According to this source (The Matrix Cookbook), we have that for $f(X) = \mathbf{a}^T X \mathbf{b}$ where $X \in \mathbb{R}^{n \times m}, \mathbf{a} \in \mathbb{R}^n, \mathbf{b} \in \mathbb{R}^m$, the derivative is $$ \frac{\partial f}{\partial X} = \mathbf{a} \mathbf{b}^T$$ which is a scalar since it's basically a dot product. I see how we can arrive at this result by applying matrix derivative rules/applying basic derivative rules to vectors/matrices. However, taking the derivative (gradient) of a function $f: \mathbb{R}^{n \times m} \to \mathbb{R}$ based on my my calculus knowledge should yield a vector/matrix of partial derivatives.
As an example, I tried this with $\mathbf{a} = \begin{bmatrix} a_1 & a_2 \end{bmatrix}, \mathbf{b} = \begin{bmatrix} b_1 & b_2 \end{bmatrix}$, and $X = \begin{bmatrix} x_1 & x_2 \\ x_3 & x_4 \end{bmatrix}$. I expanded the expression and took the gradient to get that $$\nabla f = \begin{bmatrix} \frac{\partial f}{\partial x_1} & \frac{\partial f}{\partial x_2} \\ \frac{\partial f}{\partial x_3} & \frac{\partial f}{\partial x_4} \end{bmatrix} = \begin{bmatrix} a_1b_1 & a_1b_2 \\ a_2b_1 & a_2b_2 \end{bmatrix}.$$
So, my question is, is this the derivative, or is it $\mathbf{a}\mathbf{b}^T$? Should the derivative be a vector or a scalar?
P.S. I also noticed that $\mathbf{a}\mathbf{b}^T = \operatorname{trace}(\nabla f)$ for the matrix I computed for $\nabla f$. Is there any significance to that?

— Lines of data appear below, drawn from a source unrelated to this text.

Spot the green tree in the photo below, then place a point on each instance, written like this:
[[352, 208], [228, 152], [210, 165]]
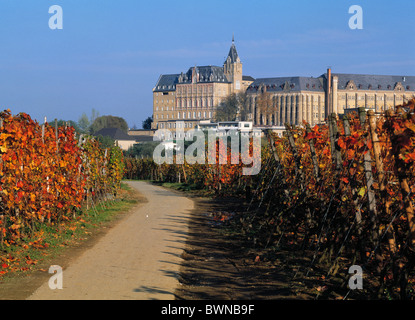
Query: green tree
[[108, 122], [105, 141]]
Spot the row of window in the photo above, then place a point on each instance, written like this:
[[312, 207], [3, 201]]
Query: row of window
[[172, 125], [189, 90], [187, 115]]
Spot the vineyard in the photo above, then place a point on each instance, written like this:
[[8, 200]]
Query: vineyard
[[343, 191], [47, 176]]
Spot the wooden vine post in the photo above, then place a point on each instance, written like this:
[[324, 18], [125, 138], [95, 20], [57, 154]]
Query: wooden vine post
[[381, 176], [369, 180], [298, 171], [404, 186], [334, 136], [316, 170]]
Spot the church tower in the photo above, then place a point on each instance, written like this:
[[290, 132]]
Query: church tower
[[233, 68]]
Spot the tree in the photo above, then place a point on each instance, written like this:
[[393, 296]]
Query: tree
[[70, 123], [84, 123], [105, 141], [147, 123], [108, 122], [243, 105], [265, 108]]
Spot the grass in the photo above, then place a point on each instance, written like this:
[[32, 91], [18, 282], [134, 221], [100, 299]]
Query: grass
[[50, 240]]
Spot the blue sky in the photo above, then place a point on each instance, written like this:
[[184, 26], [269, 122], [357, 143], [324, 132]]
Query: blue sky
[[109, 54]]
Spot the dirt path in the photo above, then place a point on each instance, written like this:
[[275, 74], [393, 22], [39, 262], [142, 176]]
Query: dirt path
[[137, 259]]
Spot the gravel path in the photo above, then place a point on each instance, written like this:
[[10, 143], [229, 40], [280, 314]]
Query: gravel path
[[138, 259]]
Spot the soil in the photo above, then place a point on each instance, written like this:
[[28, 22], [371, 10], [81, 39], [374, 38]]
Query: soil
[[216, 262]]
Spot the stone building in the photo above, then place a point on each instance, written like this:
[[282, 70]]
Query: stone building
[[276, 101], [193, 96]]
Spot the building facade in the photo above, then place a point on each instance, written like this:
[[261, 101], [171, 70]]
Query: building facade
[[193, 96], [276, 101]]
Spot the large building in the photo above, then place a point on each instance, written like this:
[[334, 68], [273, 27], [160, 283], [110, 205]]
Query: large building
[[193, 96]]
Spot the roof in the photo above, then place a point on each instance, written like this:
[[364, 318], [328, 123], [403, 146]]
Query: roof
[[233, 54], [288, 84], [114, 133], [205, 74], [167, 82], [248, 78], [374, 82]]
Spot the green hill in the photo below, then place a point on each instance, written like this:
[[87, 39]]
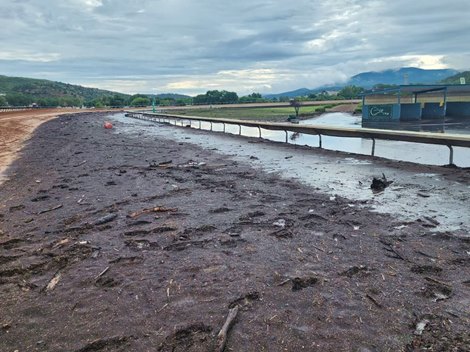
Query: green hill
[[18, 91], [455, 79]]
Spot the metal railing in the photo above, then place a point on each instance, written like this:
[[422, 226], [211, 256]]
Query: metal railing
[[449, 140]]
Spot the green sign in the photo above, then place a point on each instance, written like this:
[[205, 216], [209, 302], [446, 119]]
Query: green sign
[[380, 111]]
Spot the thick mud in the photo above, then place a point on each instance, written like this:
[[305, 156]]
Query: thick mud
[[115, 242]]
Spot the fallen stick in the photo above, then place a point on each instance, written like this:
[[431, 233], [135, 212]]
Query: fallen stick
[[374, 301], [442, 283], [223, 333], [50, 209], [54, 281], [102, 273], [284, 282]]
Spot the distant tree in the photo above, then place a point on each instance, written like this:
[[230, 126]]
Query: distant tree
[[216, 97], [381, 86], [296, 104], [16, 99], [140, 101], [117, 101], [252, 98], [350, 92]]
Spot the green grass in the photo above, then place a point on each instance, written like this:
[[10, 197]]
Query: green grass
[[248, 113]]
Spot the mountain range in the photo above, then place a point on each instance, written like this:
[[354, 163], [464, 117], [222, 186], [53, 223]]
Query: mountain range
[[404, 75]]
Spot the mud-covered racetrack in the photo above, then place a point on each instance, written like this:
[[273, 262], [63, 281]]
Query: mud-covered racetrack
[[113, 242]]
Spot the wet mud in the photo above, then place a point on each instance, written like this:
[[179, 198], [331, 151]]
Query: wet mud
[[121, 242]]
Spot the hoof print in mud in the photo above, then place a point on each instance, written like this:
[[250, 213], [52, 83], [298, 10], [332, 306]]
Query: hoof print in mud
[[299, 283], [191, 338]]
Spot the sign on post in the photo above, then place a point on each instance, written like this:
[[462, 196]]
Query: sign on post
[[380, 111]]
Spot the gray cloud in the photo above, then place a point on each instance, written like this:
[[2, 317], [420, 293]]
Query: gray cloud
[[263, 45]]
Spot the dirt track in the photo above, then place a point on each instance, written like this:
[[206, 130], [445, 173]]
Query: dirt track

The problem is vector usually refers to a column vector (otherwise the expression $a^TXb$ doesn't even make sense since the dimensions don't match). If you instead do $$ab^T = \begin{pmatrix}a_1\\a_2\end{pmatrix}\begin{pmatrix}b_1 & b_2\end{pmatrix} = \begin{pmatrix} a_1b_1 & a_1b_2\\ a_2b_1 & a_2b_2 \end{pmatrix}$$ then you get the same result as your computation.